- Country: Cook Islands
- Location: Rarotonga International Airport
- Coordinates: 21°12′4.24″S 159°48′0.35″W﻿ / ﻿21.2011778°S 159.8000972°W
- Status: Operational
- Construction began: 2014
- Commission date: October 15, 2014
- Construction cost: NZ$3.3 million
- Owner: Te Aponga Uira

Solar farm
- Type: Flat-panel PV
- Total collector area: 1 ha

Power generation
- Nameplate capacity: 960 kW

= Te Mana O Te Ra solar farm =

Photovoltaic power station in the Cook Islands

Te Mana O Te Ra ("The Power of The Sun") is a photovoltaic power station at Rarotonga International Airport in the Cook Islands. It is the largest solar power station in the Cook Islands. It is owned and operated by Te Aponga Uira.
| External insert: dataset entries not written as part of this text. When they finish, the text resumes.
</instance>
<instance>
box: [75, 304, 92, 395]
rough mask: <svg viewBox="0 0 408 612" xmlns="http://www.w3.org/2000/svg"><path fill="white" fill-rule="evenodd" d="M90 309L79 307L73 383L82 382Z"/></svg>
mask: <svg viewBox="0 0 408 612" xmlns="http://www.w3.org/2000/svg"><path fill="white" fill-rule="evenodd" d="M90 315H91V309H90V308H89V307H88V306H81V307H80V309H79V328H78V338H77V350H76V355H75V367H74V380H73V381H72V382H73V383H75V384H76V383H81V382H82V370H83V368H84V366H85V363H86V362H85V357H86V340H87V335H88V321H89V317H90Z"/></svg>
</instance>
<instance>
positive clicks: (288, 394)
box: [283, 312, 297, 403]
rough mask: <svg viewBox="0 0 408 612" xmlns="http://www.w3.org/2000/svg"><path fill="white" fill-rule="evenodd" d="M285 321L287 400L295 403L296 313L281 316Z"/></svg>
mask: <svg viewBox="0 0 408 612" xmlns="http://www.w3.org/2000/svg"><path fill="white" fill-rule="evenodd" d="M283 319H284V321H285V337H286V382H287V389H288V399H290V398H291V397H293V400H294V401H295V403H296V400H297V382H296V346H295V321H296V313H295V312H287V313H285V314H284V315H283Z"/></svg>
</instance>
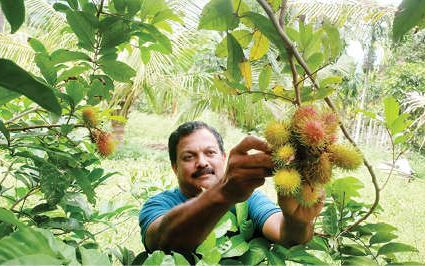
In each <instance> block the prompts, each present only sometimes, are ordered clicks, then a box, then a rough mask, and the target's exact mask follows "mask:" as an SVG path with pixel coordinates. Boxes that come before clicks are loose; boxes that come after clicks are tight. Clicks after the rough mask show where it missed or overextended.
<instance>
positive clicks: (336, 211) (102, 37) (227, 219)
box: [0, 0, 420, 265]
The array consists of 3051 solar panels and has a peak output of 960 kW. It was funded by the New Zealand Ministry of Foreign Affairs and constructed between June and September 2014 by New Zealand company Infratec Renewables Ltd. It was commissioned by Cook Islands Prime Minister Henry Puna in October 2014.

In 2017 the farm was upgraded by the addition of a 5.6 MWh battery storage system.

Electricity generated by Te Mana O Te Ra is injected into the local distribution grid via an onsite 11,000V transformer. At peak output it can supply approximately 5% of Rarotonga's electricity demand.